Would it though? Are proof checkers much more complicated than LaTeX?
If mathematicians are in certain ways similar to developers, I'd expect them to hate fighting with the layout of their papers, and love fighting with a proof checker for the formulas.
Maybe half (?) of the basic undergraduate math curriculum has been formally verified, after decades of effort by large numbers of researchers. The proof under discussion here is significantly more complicated than anything that has ever been formally verified, as far as I understand. Disclaimer: I don’t know much about formal verification of mathematics, only what I have read from time to time on the internet.

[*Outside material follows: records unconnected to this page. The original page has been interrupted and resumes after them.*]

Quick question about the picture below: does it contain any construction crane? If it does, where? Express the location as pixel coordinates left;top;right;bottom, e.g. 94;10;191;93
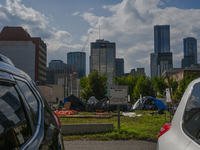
72;31;92;94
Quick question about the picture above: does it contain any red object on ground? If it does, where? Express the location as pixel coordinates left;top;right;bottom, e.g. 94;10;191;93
158;123;172;138
96;113;109;115
54;110;76;115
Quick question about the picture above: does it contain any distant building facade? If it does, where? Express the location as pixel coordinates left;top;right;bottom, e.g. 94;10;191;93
150;25;173;78
181;37;197;68
90;40;116;85
115;58;124;77
47;60;74;85
0;27;47;83
137;68;145;75
67;52;86;78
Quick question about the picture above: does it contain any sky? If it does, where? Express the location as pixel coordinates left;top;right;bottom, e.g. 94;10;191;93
0;0;200;76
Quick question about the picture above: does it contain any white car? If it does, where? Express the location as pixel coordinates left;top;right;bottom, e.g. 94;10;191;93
156;78;200;150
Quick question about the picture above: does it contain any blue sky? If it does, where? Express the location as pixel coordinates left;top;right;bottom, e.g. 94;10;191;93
0;0;200;75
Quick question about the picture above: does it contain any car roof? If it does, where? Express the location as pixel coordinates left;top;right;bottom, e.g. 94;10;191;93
0;54;15;66
0;61;31;80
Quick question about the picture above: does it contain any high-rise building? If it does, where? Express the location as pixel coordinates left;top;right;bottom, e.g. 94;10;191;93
150;25;173;78
67;52;86;78
181;37;197;68
90;39;116;85
115;58;124;77
0;27;47;83
154;25;170;53
47;60;74;85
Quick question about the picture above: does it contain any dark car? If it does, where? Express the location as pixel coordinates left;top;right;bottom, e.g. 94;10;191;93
0;55;64;150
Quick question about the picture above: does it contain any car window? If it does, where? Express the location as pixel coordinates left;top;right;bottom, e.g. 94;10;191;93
183;83;200;140
17;80;38;124
0;82;31;149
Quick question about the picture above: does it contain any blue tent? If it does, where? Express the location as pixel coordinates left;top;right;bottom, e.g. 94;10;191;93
132;96;167;110
150;96;167;110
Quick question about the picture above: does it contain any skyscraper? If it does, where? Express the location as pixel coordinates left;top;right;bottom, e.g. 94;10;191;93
90;39;116;85
154;25;170;53
181;37;197;68
150;25;173;78
67;52;86;78
115;58;124;77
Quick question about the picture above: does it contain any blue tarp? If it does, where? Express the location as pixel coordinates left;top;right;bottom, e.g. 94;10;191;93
132;96;167;110
150;96;167;110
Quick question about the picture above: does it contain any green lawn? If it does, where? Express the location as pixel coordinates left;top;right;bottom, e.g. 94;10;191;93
60;111;170;140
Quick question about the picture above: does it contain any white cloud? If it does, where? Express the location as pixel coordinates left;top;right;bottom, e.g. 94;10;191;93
72;11;79;16
0;0;72;61
89;8;94;11
82;0;200;75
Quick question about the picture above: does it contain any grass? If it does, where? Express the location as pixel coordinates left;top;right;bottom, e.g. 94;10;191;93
60;111;170;140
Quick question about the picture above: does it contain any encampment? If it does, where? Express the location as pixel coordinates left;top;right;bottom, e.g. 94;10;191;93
64;95;85;110
132;96;167;110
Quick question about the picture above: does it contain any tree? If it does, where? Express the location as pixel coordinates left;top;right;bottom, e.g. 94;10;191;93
152;76;168;97
81;70;107;100
133;74;155;99
174;72;198;100
114;74;140;101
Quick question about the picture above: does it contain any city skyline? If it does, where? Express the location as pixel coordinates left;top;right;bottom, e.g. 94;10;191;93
0;0;200;75
150;25;173;78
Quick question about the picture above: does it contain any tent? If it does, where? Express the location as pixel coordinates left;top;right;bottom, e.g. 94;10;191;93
132;96;167;110
64;95;85;109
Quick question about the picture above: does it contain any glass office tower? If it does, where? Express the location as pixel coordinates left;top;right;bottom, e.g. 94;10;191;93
154;25;170;53
150;25;173;78
90;40;116;85
115;58;124;77
67;52;86;78
181;37;198;68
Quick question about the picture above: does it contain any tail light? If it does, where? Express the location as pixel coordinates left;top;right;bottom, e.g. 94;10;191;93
158;123;172;138
52;111;61;130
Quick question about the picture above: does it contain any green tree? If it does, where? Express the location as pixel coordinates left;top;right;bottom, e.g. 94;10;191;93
152;76;168;97
81;70;107;100
133;74;155;99
170;78;178;95
174;72;198;100
114;74;140;102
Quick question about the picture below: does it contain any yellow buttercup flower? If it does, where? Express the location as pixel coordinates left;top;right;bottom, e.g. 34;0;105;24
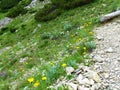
42;77;47;81
62;63;67;67
28;78;34;83
33;81;40;87
50;62;54;65
89;32;93;35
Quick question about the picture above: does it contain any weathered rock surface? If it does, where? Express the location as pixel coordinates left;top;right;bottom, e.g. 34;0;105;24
50;17;120;90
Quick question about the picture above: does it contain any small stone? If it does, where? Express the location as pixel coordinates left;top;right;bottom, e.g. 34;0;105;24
76;74;83;82
117;58;120;62
87;71;101;83
66;67;74;75
106;47;113;53
67;83;78;90
103;73;109;78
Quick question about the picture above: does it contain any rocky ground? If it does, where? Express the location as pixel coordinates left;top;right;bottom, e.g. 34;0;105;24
0;13;120;90
50;17;120;90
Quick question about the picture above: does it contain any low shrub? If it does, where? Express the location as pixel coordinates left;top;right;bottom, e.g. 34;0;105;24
35;4;62;21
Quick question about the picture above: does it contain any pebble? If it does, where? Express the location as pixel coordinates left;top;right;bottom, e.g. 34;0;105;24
106;47;113;53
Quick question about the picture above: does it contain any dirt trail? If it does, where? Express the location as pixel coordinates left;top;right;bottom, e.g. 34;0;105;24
92;17;120;90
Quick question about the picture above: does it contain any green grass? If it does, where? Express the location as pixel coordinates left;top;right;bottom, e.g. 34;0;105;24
0;0;120;90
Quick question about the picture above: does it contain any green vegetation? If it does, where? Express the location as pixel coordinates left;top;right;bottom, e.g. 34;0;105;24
35;0;94;21
0;0;21;11
0;0;120;90
7;0;31;18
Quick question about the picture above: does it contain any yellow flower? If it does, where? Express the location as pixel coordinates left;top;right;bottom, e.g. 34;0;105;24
33;81;40;87
62;63;67;67
76;46;80;49
42;77;47;81
83;47;87;51
25;62;28;64
89;32;93;35
28;78;34;83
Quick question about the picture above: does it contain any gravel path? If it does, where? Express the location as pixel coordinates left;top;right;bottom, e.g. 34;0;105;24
53;17;120;90
92;17;120;90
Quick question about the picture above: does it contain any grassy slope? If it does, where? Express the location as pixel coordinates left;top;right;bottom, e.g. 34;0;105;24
0;0;120;90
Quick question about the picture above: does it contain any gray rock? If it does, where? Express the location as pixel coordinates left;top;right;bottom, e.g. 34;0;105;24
67;83;78;90
78;86;90;90
86;71;101;83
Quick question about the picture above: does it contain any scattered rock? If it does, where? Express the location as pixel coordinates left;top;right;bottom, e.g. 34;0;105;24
78;86;90;90
96;35;104;40
0;71;7;79
67;83;78;90
93;55;104;63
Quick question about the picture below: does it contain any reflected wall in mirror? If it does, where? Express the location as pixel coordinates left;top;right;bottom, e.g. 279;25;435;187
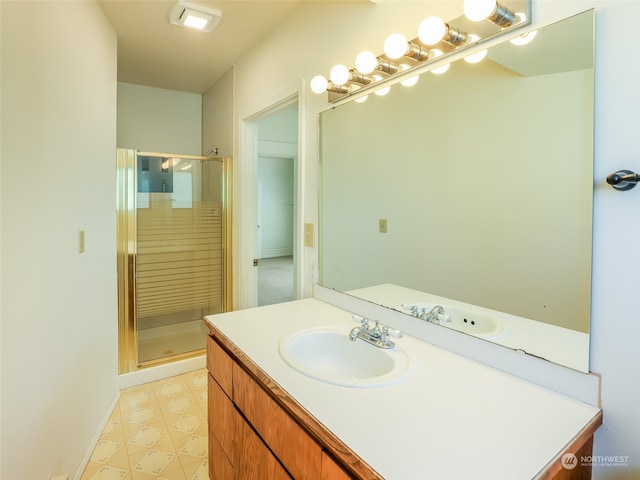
319;11;594;371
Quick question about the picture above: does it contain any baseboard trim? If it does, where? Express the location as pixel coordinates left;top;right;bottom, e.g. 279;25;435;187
73;391;120;480
118;355;206;390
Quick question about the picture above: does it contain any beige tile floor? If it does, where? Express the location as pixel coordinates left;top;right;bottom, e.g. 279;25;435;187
81;369;209;480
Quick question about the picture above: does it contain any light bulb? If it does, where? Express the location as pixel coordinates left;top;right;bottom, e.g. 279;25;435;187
329;64;349;85
464;0;497;22
400;63;420;87
430;48;451;75
464;34;487;63
356;50;378;75
384;33;407;58
418;17;447;45
309;75;329;93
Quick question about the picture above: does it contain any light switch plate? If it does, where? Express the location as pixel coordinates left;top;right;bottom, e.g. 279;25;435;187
304;223;315;248
78;230;84;253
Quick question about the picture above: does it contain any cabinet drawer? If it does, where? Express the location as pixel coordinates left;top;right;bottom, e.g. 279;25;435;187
235;421;292;480
233;364;322;480
322;450;355;480
207;335;234;400
207;375;243;466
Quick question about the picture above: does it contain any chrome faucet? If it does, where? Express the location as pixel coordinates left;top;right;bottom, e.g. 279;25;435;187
420;305;444;324
349;315;402;348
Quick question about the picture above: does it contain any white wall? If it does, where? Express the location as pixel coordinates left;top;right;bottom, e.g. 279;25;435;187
202;69;234;157
0;1;118;480
211;0;640;480
117;82;204;155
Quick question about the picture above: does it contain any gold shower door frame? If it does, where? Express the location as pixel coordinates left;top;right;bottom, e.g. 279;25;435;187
116;148;232;374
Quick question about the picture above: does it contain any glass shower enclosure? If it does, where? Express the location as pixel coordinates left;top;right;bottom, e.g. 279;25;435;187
117;149;231;373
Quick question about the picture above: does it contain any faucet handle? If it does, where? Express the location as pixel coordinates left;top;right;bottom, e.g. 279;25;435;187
351;315;369;328
382;326;402;338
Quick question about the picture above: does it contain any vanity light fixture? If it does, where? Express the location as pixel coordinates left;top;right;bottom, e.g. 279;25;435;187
431;48;451;75
384;33;429;62
356;50;399;75
418;17;468;45
400;63;420;87
464;0;518;27
169;0;222;33
509;13;538;47
310;0;535;103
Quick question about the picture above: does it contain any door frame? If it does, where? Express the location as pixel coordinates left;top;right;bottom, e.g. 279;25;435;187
239;88;304;309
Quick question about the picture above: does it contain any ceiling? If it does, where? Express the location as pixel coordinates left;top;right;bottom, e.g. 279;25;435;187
98;0;302;93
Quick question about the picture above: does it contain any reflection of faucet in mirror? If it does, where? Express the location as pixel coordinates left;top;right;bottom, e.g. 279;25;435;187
402;305;452;325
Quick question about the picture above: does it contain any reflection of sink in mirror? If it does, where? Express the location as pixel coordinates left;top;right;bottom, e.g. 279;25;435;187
279;327;411;388
402;303;509;340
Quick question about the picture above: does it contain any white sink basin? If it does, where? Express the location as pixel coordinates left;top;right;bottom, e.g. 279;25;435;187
279;327;411;388
402;303;508;340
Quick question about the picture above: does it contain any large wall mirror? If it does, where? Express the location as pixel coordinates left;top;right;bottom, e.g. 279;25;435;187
319;11;594;371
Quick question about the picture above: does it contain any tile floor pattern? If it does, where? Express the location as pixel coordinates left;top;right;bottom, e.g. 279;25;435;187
81;369;209;480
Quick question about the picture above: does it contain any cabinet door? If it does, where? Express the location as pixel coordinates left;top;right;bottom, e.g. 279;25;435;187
233;364;322;480
209;434;235;480
207;375;242;470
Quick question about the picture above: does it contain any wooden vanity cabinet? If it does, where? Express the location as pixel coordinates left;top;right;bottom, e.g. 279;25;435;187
207;337;354;480
207;330;602;480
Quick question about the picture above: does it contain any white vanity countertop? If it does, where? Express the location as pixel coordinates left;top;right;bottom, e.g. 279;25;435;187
346;283;589;372
206;298;599;480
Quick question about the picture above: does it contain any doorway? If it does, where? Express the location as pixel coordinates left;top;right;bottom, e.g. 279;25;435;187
254;100;298;306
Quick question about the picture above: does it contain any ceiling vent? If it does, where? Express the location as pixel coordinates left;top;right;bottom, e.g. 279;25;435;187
169;1;222;32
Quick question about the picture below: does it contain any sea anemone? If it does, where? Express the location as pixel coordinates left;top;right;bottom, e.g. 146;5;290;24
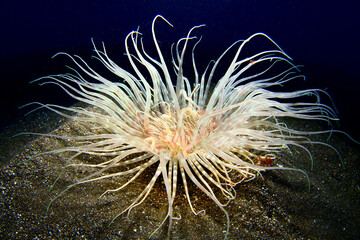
25;15;336;238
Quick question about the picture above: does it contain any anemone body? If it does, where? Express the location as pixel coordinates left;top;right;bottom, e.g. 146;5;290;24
31;15;335;240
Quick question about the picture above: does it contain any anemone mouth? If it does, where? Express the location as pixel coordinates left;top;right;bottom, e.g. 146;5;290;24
23;15;336;238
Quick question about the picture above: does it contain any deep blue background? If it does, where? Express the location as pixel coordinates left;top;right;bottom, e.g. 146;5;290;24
0;0;360;139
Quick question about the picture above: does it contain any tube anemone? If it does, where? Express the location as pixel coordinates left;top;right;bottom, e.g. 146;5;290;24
26;15;336;238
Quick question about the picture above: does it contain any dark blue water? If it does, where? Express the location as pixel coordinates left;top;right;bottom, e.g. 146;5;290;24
0;0;360;139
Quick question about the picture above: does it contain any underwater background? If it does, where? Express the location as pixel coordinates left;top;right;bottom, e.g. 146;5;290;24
0;0;360;239
0;0;360;139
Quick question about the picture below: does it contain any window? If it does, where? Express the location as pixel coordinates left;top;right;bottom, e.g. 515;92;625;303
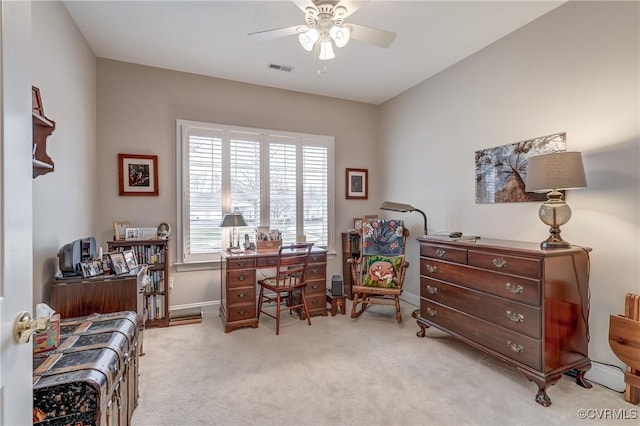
176;120;334;263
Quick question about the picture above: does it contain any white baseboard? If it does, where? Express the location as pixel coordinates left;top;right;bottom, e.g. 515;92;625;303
401;291;625;392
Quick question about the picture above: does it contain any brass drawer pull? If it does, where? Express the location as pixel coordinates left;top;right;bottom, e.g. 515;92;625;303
492;257;507;268
505;283;524;294
507;310;524;322
507;340;524;353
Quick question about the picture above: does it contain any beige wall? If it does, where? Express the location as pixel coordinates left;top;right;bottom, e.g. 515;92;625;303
96;59;383;307
381;2;640;388
31;1;99;304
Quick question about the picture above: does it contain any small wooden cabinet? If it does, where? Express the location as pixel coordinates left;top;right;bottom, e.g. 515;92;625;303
342;231;360;300
49;265;147;329
107;240;170;327
418;237;591;407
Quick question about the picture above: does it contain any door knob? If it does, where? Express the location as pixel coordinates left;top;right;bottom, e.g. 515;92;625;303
13;311;49;343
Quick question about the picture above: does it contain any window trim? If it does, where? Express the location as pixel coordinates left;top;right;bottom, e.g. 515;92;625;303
176;119;336;270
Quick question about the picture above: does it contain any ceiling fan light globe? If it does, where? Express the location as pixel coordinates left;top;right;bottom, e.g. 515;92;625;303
329;25;351;47
318;41;336;61
298;28;319;52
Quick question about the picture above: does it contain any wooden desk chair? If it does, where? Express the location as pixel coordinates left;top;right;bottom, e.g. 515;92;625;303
258;243;313;335
347;219;409;322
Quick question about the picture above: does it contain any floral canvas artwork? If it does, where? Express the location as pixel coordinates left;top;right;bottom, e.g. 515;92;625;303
476;133;567;204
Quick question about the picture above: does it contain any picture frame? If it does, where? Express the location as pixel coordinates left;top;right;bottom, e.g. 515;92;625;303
122;250;138;270
345;169;369;200
118;154;158;196
113;222;129;241
109;252;129;275
124;228;140;241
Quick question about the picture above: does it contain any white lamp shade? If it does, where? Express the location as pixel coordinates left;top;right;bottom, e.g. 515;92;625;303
525;151;587;192
319;40;336;61
298;28;319;52
329;25;351;47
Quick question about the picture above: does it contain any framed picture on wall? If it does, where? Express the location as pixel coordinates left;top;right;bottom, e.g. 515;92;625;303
345;169;369;200
118;154;158;195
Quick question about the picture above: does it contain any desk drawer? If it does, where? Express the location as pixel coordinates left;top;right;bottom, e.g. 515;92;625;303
420;277;542;339
469;250;542;278
227;269;256;288
227;258;256;269
227;302;256;322
420;299;542;370
227;287;256;306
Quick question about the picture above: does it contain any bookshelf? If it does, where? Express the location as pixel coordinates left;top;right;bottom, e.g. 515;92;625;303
107;240;170;327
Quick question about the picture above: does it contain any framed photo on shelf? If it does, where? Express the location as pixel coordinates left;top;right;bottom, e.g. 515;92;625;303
345;169;369;200
124;228;140;241
122;250;138;270
113;222;129;241
109;252;129;275
118;154;158;195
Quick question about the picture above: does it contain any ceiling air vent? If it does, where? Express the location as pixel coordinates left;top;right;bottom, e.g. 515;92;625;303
267;64;295;72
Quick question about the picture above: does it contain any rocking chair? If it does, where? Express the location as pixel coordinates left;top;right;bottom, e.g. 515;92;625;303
347;219;409;323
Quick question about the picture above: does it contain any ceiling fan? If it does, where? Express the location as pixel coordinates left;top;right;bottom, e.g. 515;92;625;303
249;0;396;60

It's not out of the question for research-level math to be formalized in proof assistants. Most notably, a landmark paper by Peter Scholze (a Fields medalist) was, at his request, formalized in Lean. Or at least, the important part was formalized in about 6 months. See [1] for the post where Scholze asks for help in formalizing the proof and explains why he thinks it's important - in this case it was a very gnarly proof of a theorem that could hopefully be used as a black box by other mathematicians. See [2] for Scholze's thoughts after the project succeeded, 6 months later.
But to be clear: a community effort by 20+ people, after 6 months of work, managed to make progress toward proving a theorem, including proving some of the trickiest technical parts. As I said before, this is like 2 orders of magnitude more effort than the original plain-language (slightly sloppy/underspecified) proof.
Scholze:
> I cannot read the proofs at all — they are analogous to referring to theorems only via their LaTeX labels, together with a specification of the variables to which it gets applied; plus the names of some random proof finding routines.
As someone whose research currently consists of proving things in proof checkers, I can confirm they are more complicated than LaTeX.
At one point, I had to prove n / 15 + n / 4 + (2 * n / 3 + 1) <= n, for positive n. Seems simple right? But first you have to multiply by 60 so that you're working over actual naturals. But then you have to contend with the fact that n / 15 * 15 <= n itself needs proof (they're not just equal, since n / 15 actually represents the floor or that quotient). Automatic tactics that simplify things for you help some, but it still ends up being a good 8 lines of code for such a trivial statement. When things like this can be handled fully automatically, then it will be ready for mainstream use.
> Are proof checkers much more complicated than LaTeX?
In terms of lines of code, no. In terms of the learning curve, yes -- latex does a very good job of getting out of the way and letting a mathematician just write in English, where proof assistants require rigid structure that doesn't remotely resemble how (most) mathematicians think.
In terms of runtime, oh my god, get out of town.
> In terms of runtime, oh my god, get out of town.
I think you're mixing two different things here. Runtime is large for proof assistants, e.g. programs that can actually generate pieces of proof for you. Specifically the generation part. Verification of a complete proof were all the steps are provided like you would do in a paper should not, AFAIU, take a long time.
The problem is that the way people write proofs, you don't go axiom by axiom. You might evaluate an integral in one step, or make an argument that some sequence is obviously asymptotically less than a function. Pretty much every step in a human proof requires a computer proof generation step to verify.
There might be a chicken and an egg problem. If knowledge of theoretical mathematics would be designed like a framework with good documentation what you mention would be solved by simply referring to the corresponding part of the framework.
But to get that more people would need to be involved into transcribing proofs into formal language. Ideally, everyone. This is a higher standard, and somebody needs to ask for it.
Fair point. I'm coming from the perspective that mathematicians don't like to fill in pesky details that experts in their respective fields can figure out in an hour or ten.
If mathematicians are in certain ways similar to developers, I'd expect them to hate fighting with the layout of their papers, and love fighting with a proof checker for the formulas.